The confusion that pushes vulnerable children toward these barbaric procedures is exacerbated by many of the Nation’s prominent institutions—its medical, education, and political establishments—embracing unscientific, gender ideology–informed policies, concepts, and jargon. The spread of gender ideology in K-12 schools is especially concerning. There is additionally good cause for believing online social media and pornography consumption contribute to gender confusion.

Fortunately, the American people oppose these trends and support efforts to reverse them. They have selected President Trump to lead in this battle at the national level, but much of it will continue to be waged in the states. This report has thus sought to equip state lawmakers with critical background information, including policy reform options, to aid in efforts to protect children from transgender medical abuses.

It is worth remembering that, before January 20, 2025, it was state lawmakers who stood in the breach to defend our Nation’s children from the predations of a corrupt medical establishment and its allies in the federal government (see Appendix 1 for a summary of state legislative efforts). The vigilance and courage of state lawmakers was desperately needed then. These same qualities will be needed again in the coming years.

[1] Autogynophelia likewise departs from developmentally healthy norms. Autogynophelic males exhibit “erotic target identity inversion,” a desire “to impersonate or turn their bodies into facsimiles of the persons or things to which they are sexually attracted” (Lawrence, 2011). Research suggests most transgender-identifying adult males are autogynephilic; however, the condition is rare in children—hence, the limited attention to it in this report (Perry, 2019).

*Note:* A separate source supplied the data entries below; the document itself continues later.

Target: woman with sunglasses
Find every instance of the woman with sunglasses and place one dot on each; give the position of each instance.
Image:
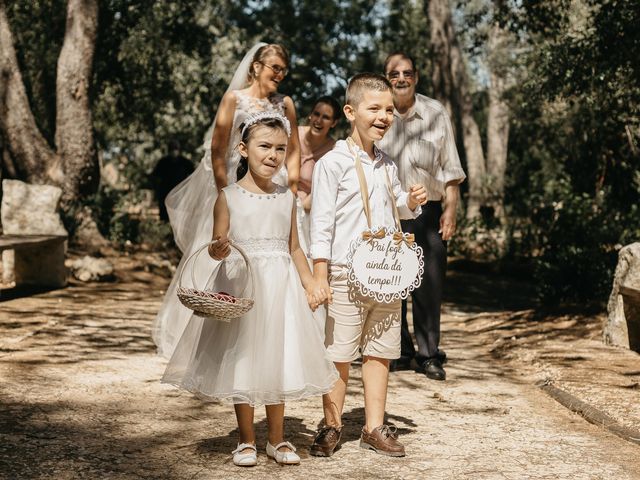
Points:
(253, 89)
(315, 141)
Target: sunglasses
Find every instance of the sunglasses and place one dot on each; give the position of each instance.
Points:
(277, 69)
(394, 74)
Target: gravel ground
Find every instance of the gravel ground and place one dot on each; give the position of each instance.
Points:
(80, 398)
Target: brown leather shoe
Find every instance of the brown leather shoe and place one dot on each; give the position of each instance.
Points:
(382, 440)
(326, 441)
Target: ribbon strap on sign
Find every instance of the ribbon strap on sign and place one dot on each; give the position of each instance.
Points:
(385, 264)
(364, 191)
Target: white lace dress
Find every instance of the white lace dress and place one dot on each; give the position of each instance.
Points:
(190, 208)
(275, 353)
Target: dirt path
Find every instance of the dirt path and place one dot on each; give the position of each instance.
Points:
(80, 398)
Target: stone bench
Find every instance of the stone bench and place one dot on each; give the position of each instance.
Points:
(631, 301)
(38, 259)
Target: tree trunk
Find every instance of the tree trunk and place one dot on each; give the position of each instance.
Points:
(497, 122)
(451, 87)
(29, 150)
(74, 127)
(73, 165)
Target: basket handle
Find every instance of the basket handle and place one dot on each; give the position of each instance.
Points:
(195, 254)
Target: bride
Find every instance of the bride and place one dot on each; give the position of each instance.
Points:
(254, 88)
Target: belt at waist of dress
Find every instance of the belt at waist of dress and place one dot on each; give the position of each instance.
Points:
(263, 245)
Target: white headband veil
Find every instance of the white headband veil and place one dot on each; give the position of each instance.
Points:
(190, 209)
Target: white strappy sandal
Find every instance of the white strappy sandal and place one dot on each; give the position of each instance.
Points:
(242, 459)
(283, 458)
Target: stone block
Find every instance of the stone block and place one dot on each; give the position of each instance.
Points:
(41, 266)
(623, 325)
(30, 210)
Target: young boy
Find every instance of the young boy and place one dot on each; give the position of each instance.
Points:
(356, 324)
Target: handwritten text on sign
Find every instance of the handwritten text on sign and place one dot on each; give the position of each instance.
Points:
(385, 269)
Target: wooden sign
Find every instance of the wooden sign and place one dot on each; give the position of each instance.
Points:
(386, 264)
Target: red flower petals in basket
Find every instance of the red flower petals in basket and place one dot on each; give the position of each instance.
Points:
(217, 305)
(224, 297)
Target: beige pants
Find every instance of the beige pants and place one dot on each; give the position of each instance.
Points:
(359, 325)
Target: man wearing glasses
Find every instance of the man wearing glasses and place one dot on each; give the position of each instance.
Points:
(422, 144)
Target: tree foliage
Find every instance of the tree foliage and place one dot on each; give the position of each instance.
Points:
(572, 186)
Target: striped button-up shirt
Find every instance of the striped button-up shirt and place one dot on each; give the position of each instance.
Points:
(422, 145)
(337, 212)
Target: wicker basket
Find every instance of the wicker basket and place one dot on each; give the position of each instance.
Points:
(211, 304)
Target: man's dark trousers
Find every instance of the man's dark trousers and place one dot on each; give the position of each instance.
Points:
(427, 298)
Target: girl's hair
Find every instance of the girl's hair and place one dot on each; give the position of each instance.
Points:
(271, 122)
(263, 52)
(332, 102)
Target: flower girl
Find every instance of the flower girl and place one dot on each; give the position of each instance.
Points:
(275, 352)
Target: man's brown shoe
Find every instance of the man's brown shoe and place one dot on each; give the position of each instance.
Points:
(382, 440)
(326, 441)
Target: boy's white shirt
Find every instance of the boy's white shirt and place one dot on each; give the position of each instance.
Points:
(337, 213)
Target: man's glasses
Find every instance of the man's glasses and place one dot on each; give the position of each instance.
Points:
(394, 74)
(277, 69)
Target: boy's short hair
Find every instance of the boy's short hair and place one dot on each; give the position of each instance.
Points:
(362, 82)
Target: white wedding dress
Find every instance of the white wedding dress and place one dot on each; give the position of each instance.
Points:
(274, 353)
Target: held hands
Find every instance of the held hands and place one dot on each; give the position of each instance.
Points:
(318, 292)
(447, 223)
(417, 196)
(221, 249)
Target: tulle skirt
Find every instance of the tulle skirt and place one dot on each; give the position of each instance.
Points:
(273, 354)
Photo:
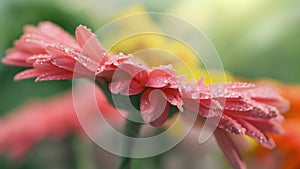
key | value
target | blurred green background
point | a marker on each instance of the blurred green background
(254, 39)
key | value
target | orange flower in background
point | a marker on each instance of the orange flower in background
(289, 143)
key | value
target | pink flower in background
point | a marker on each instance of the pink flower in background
(242, 108)
(55, 118)
(162, 92)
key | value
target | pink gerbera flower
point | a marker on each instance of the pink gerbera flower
(242, 108)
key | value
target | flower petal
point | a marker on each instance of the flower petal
(229, 149)
(154, 107)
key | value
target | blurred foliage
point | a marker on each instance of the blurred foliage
(13, 16)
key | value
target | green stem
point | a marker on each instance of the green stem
(131, 128)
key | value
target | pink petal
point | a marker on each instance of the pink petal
(269, 126)
(230, 125)
(90, 45)
(58, 76)
(270, 96)
(229, 149)
(126, 87)
(29, 73)
(154, 108)
(33, 58)
(162, 77)
(174, 98)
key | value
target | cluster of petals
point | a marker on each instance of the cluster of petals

[2] So-called “gender-affirming medical care” is endorsed by several leading medical associations, including the American Medical Association, the American Academy of Pediatrics, and the American Academy of Child and Adolescent Psychiatry (Redfield et al., 2023).

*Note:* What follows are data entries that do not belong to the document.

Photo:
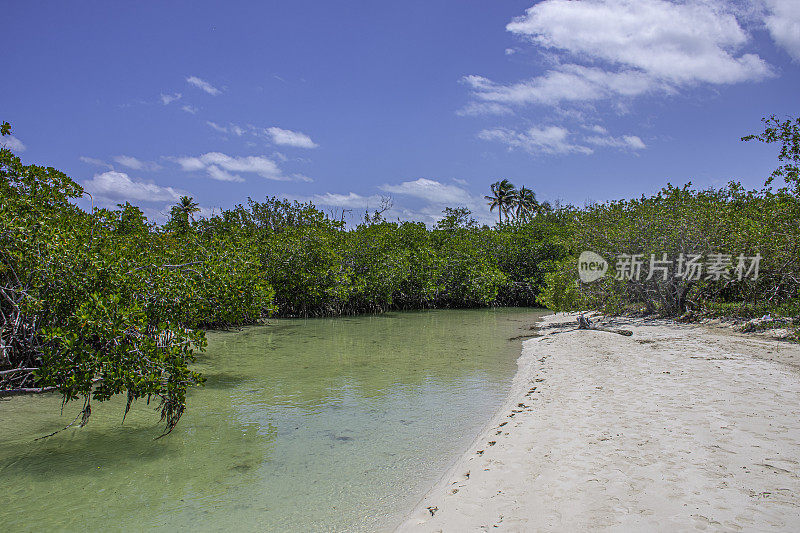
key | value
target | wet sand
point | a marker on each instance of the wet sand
(678, 427)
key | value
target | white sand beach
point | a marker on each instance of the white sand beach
(677, 427)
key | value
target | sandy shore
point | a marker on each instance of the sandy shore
(675, 428)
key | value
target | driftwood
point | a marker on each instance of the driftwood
(586, 324)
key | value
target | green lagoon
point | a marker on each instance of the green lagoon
(304, 425)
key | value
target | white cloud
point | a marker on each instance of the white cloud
(94, 161)
(350, 200)
(12, 143)
(204, 85)
(474, 109)
(569, 83)
(220, 166)
(231, 128)
(431, 190)
(167, 99)
(136, 164)
(290, 138)
(418, 200)
(607, 49)
(113, 187)
(220, 175)
(783, 23)
(629, 142)
(682, 43)
(552, 140)
(214, 125)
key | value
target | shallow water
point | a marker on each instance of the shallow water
(304, 425)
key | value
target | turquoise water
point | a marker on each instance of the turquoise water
(304, 425)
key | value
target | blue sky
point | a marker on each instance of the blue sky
(428, 102)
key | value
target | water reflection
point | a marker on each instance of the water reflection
(303, 425)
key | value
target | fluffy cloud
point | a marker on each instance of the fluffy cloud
(422, 199)
(113, 187)
(569, 83)
(12, 143)
(203, 85)
(233, 129)
(474, 109)
(136, 164)
(167, 99)
(783, 23)
(349, 201)
(548, 140)
(290, 138)
(94, 161)
(626, 142)
(611, 48)
(431, 190)
(222, 167)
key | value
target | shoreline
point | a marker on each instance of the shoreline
(679, 426)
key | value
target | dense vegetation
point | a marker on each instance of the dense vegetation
(104, 303)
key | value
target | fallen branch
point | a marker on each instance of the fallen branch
(14, 370)
(585, 323)
(17, 392)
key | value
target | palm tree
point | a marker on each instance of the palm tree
(525, 204)
(188, 206)
(504, 196)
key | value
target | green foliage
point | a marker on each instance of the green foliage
(787, 133)
(107, 303)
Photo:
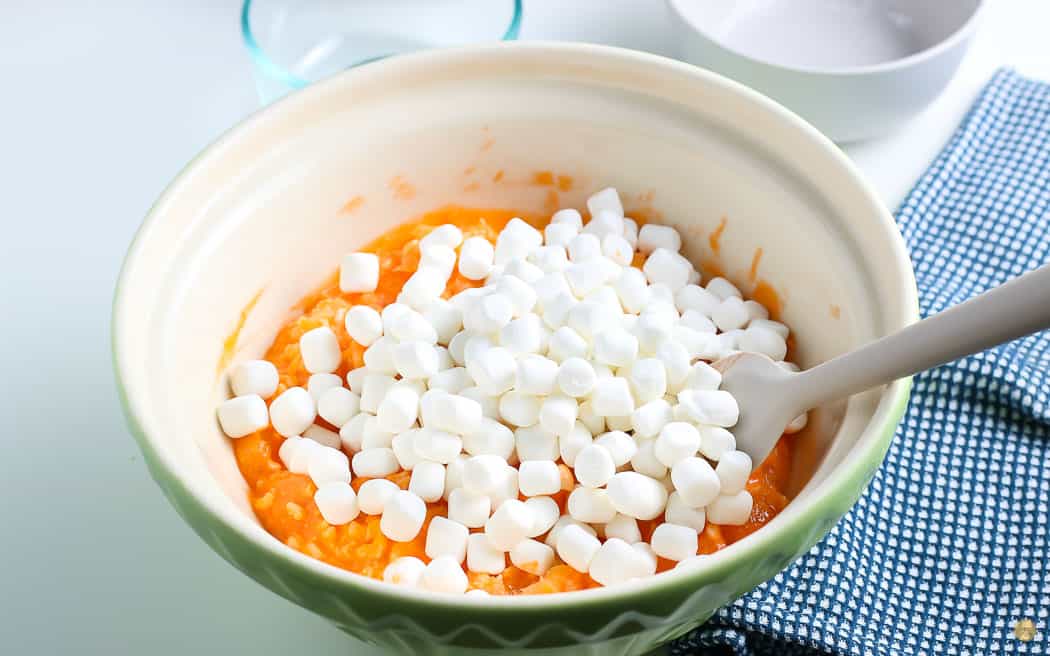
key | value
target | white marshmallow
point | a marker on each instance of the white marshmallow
(696, 481)
(468, 508)
(476, 258)
(612, 397)
(258, 377)
(539, 478)
(373, 494)
(652, 236)
(482, 556)
(534, 443)
(291, 413)
(402, 516)
(733, 469)
(328, 465)
(374, 463)
(593, 466)
(636, 494)
(520, 409)
(405, 571)
(336, 502)
(605, 200)
(444, 574)
(715, 407)
(681, 513)
(359, 272)
(490, 438)
(576, 547)
(674, 542)
(532, 556)
(676, 442)
(445, 537)
(731, 509)
(621, 446)
(510, 524)
(715, 441)
(722, 289)
(668, 268)
(242, 416)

[3] Borderline personality disorder is also common among patients suffering from gender dysphoria (Meybodi & Atefeh, 2022).

[4] The promotion of transgender medical interventions and abortion in K-12 sex education is noteworthy. Recall that Planned Parenthood now derives substantial revenues from providing cross-sex hormones treatments, including to minor children (Brock & Duggan, 2023; Block, 2024). It appears the organization has constructed a sophisticated and self-sustaining system wherein current “investments” in sexual libertinism and gender confusion yield future revenues from the provision of abortion services and transgender medical interventions.

[5] These programs include Title V Sexual Risk Avoidance Education, the General Departmental-Sexual Risk Avoidance Education Program, the Teen Pregnancy Prevention Program, and the Personal Responsibility Education Program (Miller & Yenor, 2023, p. 6).